Strategic planners pride themselves on their rigor. Strategies are supposed to be driven by numbers and extensive analysis and uncontaminated by bias. All those analyses feel scientific, and in the modern world, “scientific” equals “good”.
Yet if that’s the case, why do the operations managers in most large and mid-size firms dread the annual strategic planning ritual? Why does it consume so much time and have so little impact on company actions? Talk to those managers, and you will most likely uncover a deeper frustration: the sense that strategic planning does not produce novel strategies. Instead, it perpetuates the status quo.
One common reaction is to become explicitly anti-scientific – to throw off the shackles of organised number-crunching and resort to off-site “ideation events” or online “jam sessions” intended to promote “out of the box” thinking. These processes may result in radical new ideas, but more likely than not, those ideas cannot be translated into strategic choices that guide productive action.
Many managers feel they are doomed to weigh the futile rigor of ordinary strategic planning processes against the hit-or-miss creativity of the alternatives. We believe the two can be reconciled to produce creative but realistic strategies. The key is to recognise that conventional strategic planning is not actually scientific. Yes, the scientific method is marked by rigorous analysis.

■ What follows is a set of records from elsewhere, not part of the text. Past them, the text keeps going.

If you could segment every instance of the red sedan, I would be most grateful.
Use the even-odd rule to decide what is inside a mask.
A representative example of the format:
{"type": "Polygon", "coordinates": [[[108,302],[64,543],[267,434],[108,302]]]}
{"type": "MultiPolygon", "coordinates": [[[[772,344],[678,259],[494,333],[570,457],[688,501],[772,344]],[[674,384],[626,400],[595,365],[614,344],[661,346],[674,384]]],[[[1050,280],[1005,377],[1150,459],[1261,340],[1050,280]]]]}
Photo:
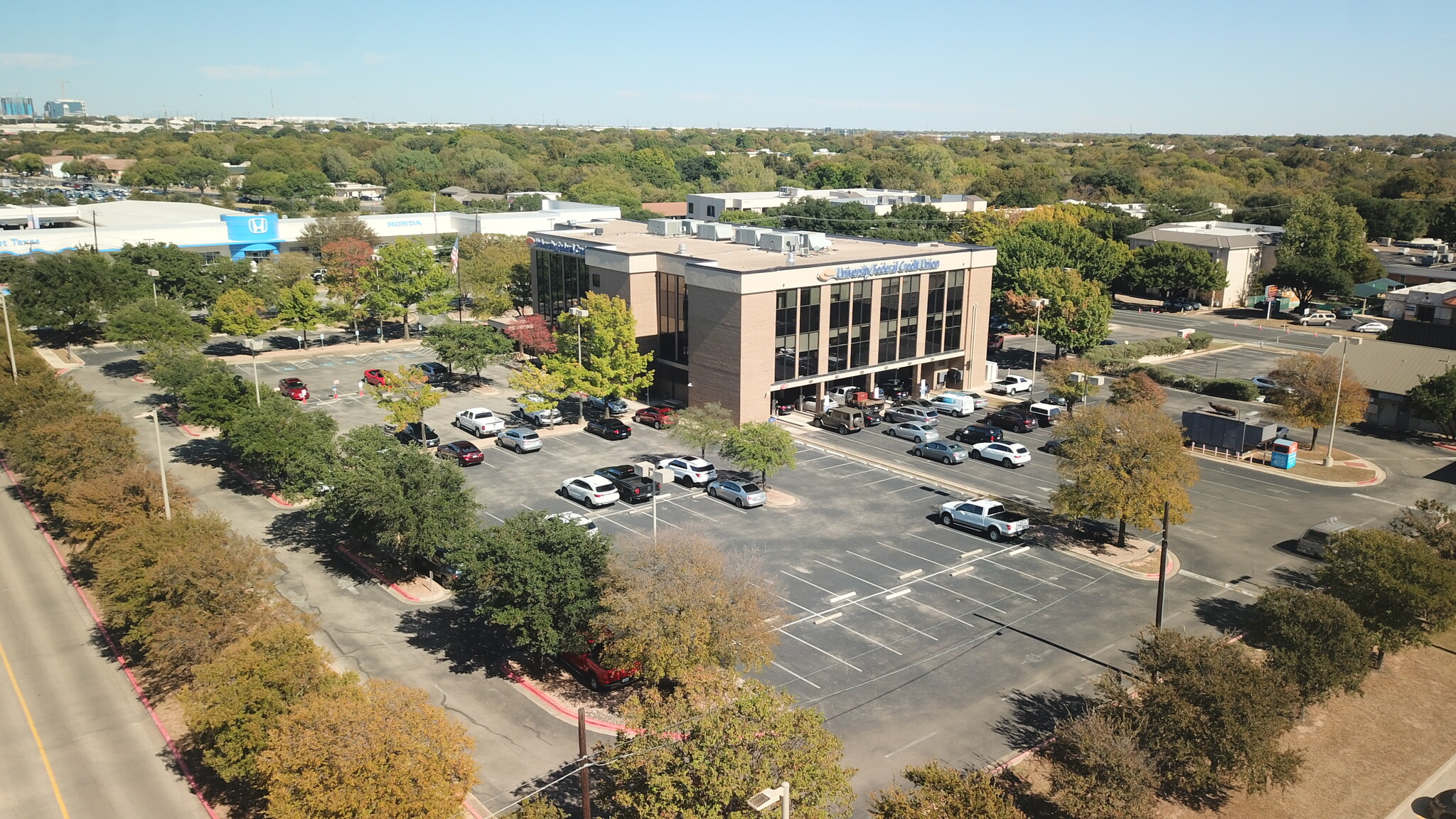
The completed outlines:
{"type": "Polygon", "coordinates": [[[294,401],[309,399],[309,385],[303,383],[303,379],[278,379],[278,392],[281,392],[284,398],[291,398],[294,401]]]}

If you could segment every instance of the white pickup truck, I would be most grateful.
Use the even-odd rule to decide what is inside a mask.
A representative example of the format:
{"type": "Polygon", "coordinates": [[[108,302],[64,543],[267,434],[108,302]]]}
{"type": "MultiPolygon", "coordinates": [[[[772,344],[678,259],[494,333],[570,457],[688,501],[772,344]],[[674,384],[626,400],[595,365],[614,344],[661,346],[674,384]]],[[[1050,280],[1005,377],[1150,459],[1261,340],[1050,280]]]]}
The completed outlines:
{"type": "Polygon", "coordinates": [[[941,504],[941,523],[983,532],[990,541],[1019,538],[1031,528],[1031,520],[1025,514],[1006,512],[1000,501],[990,498],[952,500],[941,504]]]}
{"type": "Polygon", "coordinates": [[[505,431],[505,418],[485,407],[473,407],[463,412],[456,412],[454,426],[478,439],[498,436],[505,431]]]}

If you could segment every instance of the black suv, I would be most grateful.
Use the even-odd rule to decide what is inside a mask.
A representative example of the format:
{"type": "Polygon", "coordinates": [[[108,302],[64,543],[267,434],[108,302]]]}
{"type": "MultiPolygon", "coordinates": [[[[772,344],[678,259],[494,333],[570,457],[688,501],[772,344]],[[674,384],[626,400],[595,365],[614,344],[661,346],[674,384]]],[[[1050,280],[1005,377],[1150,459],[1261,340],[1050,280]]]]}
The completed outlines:
{"type": "Polygon", "coordinates": [[[978,424],[971,424],[968,427],[961,427],[951,433],[951,437],[961,443],[984,443],[997,442],[1006,437],[996,427],[981,427],[978,424]]]}
{"type": "Polygon", "coordinates": [[[617,418],[587,418],[587,431],[609,440],[632,437],[632,427],[617,418]]]}

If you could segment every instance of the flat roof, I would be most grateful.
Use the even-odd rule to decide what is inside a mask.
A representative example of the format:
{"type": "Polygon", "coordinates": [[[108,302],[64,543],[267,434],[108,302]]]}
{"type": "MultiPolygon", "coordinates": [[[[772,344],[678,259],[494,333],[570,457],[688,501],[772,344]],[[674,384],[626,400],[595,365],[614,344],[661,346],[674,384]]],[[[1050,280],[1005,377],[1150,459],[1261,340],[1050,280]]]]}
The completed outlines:
{"type": "MultiPolygon", "coordinates": [[[[737,273],[759,273],[785,267],[785,254],[780,252],[761,251],[754,245],[738,245],[728,240],[699,239],[696,236],[654,236],[646,232],[645,222],[617,219],[598,223],[593,227],[601,229],[601,235],[594,235],[591,227],[572,230],[534,230],[531,235],[569,239],[579,245],[597,246],[609,251],[614,249],[629,255],[686,255],[705,262],[716,262],[715,267],[719,270],[731,270],[737,273]],[[687,245],[687,252],[680,254],[678,245],[687,245]]],[[[828,249],[795,251],[796,264],[799,267],[814,267],[993,249],[983,248],[980,245],[955,245],[951,242],[894,242],[890,239],[866,239],[863,236],[828,236],[833,242],[833,246],[828,249]]]]}

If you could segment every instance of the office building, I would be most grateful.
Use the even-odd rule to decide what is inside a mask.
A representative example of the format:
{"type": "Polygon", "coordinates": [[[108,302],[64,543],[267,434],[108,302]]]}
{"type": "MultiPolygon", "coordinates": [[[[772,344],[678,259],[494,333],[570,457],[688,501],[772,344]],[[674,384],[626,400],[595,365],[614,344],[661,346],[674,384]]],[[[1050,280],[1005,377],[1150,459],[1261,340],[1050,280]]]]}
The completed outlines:
{"type": "Polygon", "coordinates": [[[540,313],[558,316],[587,291],[630,305],[639,347],[654,354],[651,399],[716,402],[747,421],[833,386],[986,382],[994,248],[690,219],[529,239],[540,313]]]}

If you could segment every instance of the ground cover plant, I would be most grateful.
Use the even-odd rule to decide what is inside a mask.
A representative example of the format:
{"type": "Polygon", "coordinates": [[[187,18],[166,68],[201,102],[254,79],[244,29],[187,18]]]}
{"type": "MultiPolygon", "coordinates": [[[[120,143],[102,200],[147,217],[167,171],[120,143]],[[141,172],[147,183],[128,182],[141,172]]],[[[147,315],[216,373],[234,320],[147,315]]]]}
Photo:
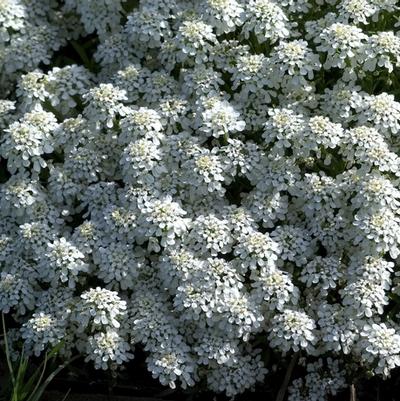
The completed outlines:
{"type": "Polygon", "coordinates": [[[395,0],[0,0],[11,352],[289,401],[400,366],[395,0]],[[286,386],[283,388],[286,392],[286,386]],[[278,395],[283,397],[285,394],[278,395]]]}

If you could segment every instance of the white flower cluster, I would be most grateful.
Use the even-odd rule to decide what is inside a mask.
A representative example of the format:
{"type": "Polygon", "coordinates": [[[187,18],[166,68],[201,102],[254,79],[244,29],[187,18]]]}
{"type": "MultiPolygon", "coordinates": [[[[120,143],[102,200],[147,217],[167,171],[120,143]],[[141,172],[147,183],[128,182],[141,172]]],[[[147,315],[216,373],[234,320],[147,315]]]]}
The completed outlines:
{"type": "Polygon", "coordinates": [[[291,401],[398,368],[398,13],[0,0],[0,310],[26,350],[115,372],[142,347],[228,396],[301,353],[291,401]]]}

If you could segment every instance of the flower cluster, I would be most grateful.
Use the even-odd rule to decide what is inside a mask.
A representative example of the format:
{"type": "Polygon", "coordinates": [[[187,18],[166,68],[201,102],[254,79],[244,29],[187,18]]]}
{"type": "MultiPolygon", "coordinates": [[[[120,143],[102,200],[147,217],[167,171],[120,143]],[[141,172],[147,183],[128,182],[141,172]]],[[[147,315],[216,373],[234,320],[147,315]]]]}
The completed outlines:
{"type": "Polygon", "coordinates": [[[141,347],[228,396],[301,353],[293,401],[398,368],[398,12],[0,0],[0,310],[27,352],[115,373],[141,347]]]}

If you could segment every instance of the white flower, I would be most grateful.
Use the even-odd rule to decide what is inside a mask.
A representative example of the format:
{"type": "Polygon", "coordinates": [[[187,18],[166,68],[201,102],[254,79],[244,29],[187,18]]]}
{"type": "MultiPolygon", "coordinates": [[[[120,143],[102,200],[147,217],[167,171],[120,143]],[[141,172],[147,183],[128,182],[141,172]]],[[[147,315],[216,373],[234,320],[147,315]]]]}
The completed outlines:
{"type": "Polygon", "coordinates": [[[304,349],[312,353],[317,341],[315,329],[315,321],[306,313],[284,309],[272,319],[268,339],[271,347],[276,347],[282,352],[304,349]]]}
{"type": "Polygon", "coordinates": [[[365,325],[359,352],[375,373],[389,376],[392,369],[400,366],[400,335],[385,323],[365,325]]]}
{"type": "Polygon", "coordinates": [[[39,356],[49,345],[55,346],[62,341],[65,336],[65,322],[44,312],[34,313],[22,325],[21,335],[27,349],[39,356]]]}
{"type": "Polygon", "coordinates": [[[74,320],[78,324],[79,332],[86,328],[93,331],[98,327],[118,329],[125,313],[126,301],[117,292],[96,287],[81,294],[75,306],[74,320]]]}
{"type": "Polygon", "coordinates": [[[217,35],[234,31],[244,19],[244,8],[236,0],[206,0],[200,12],[217,35]]]}
{"type": "Polygon", "coordinates": [[[240,113],[226,101],[217,102],[211,109],[206,109],[202,113],[202,120],[200,131],[215,138],[243,131],[246,126],[240,120],[240,113]]]}
{"type": "Polygon", "coordinates": [[[325,28],[318,37],[321,44],[317,47],[317,50],[327,54],[324,67],[355,67],[362,61],[362,47],[367,38],[367,35],[354,25],[334,23],[325,28]]]}
{"type": "Polygon", "coordinates": [[[128,342],[118,332],[109,329],[88,337],[85,362],[93,361],[96,369],[116,369],[133,359],[130,350],[128,342]]]}
{"type": "Polygon", "coordinates": [[[276,42],[289,36],[289,21],[279,5],[271,0],[250,0],[246,7],[243,33],[254,32],[260,43],[276,42]]]}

But also integral to the scientific method are the creation of novel hypotheses and the careful generation of custom-tailored tests of those hypotheses – two elements that conventional strategic planning typically lacks.
The approach we’re about to describe adapts the scientific method to the needs of business strategy. Triggered by the emergence of a strategic challenge or opportunity, it starts with the formulation of well-articulated hypotheses – what we term possibilities. It then asks what would have to be true about the world for each possibility to be supported. Only then does it unleash analysts to determine which of the possibilities is most likely to succeed.
Step 1: Move from issues to choice
Conventional strategic planning is driven by the calendar and tends to focus on issues, such as declining profits or market share. As long as this is the case, the organisation will fall into the trap of investigating data related to the issues rather than exploring and testing possible solutions.
A simple way to get strategists to avoid that trap is to require them to define two mutually exclusive options that could resolve the issue in question. Once you have framed the problem as a choice, your analysis and emotions will focus on what you have to do next, not on describing the challenge. The possibilities-based approach therefore begins with the recognition that the organisation must make a choice and that the choice has consequences.
Step 2: Generate strategic possibilities
Having recognised that a choice needs to be made, you can now turn to the full range of possibilities you should consider. These might be versions of the options already identified. Possibilities might also exist outside the initial options.
Constructing strategic possibilities is the ultimate creative act in business. To generate such creative options, you need a clear idea of what constitutes a possibility. You also need an imaginative yet grounded team and a robust process for managing debate.